Although the D.C. Circuit has recently questioned whether the Burka test is helpful in delineating whether the agency controlled the requested material, especially since past application of the test " reveal[ed] its considerable indeterminacy," see Cause of Action v. Nat. Archives and Records Admin.,
753 F.3d 210, 214-15, 410 U.S.App.D.C. 97 (D.C. Cir. 2014), the Court finds applying the test in this case particularly easy. All four Burka factors unambiguously favor the EPA.
First, UC intends to retain control of the PFT data until it completes all studies using the data, which has not yet occurred. See EPA's Reply, ECF No. 23 at 9. Second, the EPA does not have the ability to use and dispose of the PFT data as it sees fit because the EPA does not have access to such data and does not have the ability, under the ATSDR Grant or Volpe Contract, to require UC to provide it with the PFT data. Id. at 10. Third, EPA employees have not read or relied on the PFT data; an agency cannot rely on data it has never viewed. See McKean Decl., ECF No. 16-2 ¶ 31. In deciding whether an agency controls a document its employees created, the D.C. Circuit has consistently found that " use is the decisive factor." See Judicial Watch Inc., 646 F.3d at 927. The Court is of the opinion that use is decisive here. " [W]here an agency has neither created nor referenced a document in the conduct of its official duties, the agency has not exercised the degree of control required to subject the document to disclosure under FOIA." Id. at 928. This factor is fatal to Beveridge's claim. Id. at 927. Finally, " it goes without saying that an agency cannot integrate into its record system a document created by a third party that none of its employees have read." Id. at 928. Dr. McKean and Dr. Benson have attested to the fact that the EPA has never seen the PFT data Beveridge seeks. See e.g., Benson Decl., ECF No. 23-1 at ¶ ¶ 7, 10. Therefore, the EPA did not control the PFT data at the time the FOIA request was made.

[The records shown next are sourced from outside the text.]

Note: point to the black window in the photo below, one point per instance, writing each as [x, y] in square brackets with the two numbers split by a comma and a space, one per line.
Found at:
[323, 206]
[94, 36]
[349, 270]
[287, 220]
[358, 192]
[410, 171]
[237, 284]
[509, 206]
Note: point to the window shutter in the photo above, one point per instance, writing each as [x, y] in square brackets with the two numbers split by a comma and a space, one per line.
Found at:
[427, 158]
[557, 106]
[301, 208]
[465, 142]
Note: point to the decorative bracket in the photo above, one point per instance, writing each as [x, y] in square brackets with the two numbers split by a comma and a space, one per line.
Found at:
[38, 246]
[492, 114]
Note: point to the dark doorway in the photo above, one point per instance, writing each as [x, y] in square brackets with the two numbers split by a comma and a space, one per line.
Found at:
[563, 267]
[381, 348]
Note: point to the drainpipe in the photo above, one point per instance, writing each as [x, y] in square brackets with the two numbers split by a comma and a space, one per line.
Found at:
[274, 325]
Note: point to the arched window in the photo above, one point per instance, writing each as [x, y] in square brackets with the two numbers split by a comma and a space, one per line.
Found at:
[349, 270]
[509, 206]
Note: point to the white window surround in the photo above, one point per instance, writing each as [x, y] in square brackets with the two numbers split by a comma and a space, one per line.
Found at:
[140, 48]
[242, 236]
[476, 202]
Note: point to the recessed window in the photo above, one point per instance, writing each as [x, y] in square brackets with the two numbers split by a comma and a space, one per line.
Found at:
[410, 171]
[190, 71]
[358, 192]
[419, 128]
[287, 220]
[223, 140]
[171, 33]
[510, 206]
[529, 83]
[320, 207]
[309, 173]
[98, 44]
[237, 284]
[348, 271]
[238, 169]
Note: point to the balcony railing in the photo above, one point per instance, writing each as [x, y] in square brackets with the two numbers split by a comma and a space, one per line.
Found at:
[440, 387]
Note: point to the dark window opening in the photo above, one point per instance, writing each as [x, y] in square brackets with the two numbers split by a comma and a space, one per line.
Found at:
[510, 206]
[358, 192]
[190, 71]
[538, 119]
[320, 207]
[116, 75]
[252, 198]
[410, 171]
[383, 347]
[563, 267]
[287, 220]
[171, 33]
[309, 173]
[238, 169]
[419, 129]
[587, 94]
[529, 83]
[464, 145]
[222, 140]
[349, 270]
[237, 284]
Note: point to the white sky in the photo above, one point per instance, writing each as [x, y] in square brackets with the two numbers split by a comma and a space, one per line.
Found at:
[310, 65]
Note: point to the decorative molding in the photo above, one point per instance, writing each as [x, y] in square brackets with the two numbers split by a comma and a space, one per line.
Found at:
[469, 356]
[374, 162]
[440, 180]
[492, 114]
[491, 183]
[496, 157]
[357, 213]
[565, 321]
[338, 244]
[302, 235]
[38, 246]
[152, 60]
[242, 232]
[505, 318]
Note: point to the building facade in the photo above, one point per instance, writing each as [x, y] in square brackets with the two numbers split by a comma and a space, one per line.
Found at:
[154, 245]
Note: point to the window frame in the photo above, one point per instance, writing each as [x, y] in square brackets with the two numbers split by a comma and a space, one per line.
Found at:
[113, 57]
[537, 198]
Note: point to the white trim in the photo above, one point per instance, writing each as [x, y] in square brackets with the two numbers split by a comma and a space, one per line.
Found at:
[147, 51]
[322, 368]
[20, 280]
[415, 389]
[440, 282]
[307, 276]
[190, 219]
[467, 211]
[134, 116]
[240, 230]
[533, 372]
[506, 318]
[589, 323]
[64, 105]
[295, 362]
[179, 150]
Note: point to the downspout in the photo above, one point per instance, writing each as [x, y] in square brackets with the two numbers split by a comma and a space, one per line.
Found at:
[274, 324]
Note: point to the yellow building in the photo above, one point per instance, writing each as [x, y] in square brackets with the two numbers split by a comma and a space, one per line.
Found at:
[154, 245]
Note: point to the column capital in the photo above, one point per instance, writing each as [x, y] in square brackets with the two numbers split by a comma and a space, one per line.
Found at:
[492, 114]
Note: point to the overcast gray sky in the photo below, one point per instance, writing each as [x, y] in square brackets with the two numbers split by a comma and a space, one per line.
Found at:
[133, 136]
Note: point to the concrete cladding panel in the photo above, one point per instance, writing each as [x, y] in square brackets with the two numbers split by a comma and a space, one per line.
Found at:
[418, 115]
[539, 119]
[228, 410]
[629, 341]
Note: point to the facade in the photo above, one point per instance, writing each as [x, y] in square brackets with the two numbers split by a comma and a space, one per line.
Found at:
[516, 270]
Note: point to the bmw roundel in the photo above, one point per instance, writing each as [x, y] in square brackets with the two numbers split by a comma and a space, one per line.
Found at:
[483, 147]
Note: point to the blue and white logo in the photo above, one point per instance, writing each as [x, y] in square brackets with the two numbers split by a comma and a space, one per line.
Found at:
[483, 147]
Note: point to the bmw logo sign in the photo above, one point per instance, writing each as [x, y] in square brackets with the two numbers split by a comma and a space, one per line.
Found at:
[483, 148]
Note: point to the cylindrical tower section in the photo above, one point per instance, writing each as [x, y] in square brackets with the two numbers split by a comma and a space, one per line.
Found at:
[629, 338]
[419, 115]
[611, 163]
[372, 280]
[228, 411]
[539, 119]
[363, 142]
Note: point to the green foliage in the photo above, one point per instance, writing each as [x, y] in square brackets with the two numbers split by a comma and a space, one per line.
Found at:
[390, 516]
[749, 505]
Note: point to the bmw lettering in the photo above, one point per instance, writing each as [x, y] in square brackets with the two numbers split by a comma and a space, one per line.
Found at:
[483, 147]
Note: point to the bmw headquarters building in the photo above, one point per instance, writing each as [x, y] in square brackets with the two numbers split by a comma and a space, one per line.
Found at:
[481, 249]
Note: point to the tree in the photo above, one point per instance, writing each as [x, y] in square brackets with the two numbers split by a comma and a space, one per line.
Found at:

For the reasons stated above, the Court concludes that the PFT data are not " agency records" under FOIA.
For the forgoing reasons, the Court hereby DENIES Beveridge's motion for summary judgment and GRANTS the EPA's cross-motion for summary judgment. An appropriate Order accompanies this Memorandum Opinion.
For the reasons stated in the accompanying Memorandum Opinion issued on this date, it is hereby
ORDERED that plaintiff's motion for summary judgment is DENIED; and it is
FURTHER ORDERED that  defendant's cross motion for summary judgment is GRANTED and plaintiff's case is hereby DISMISSED.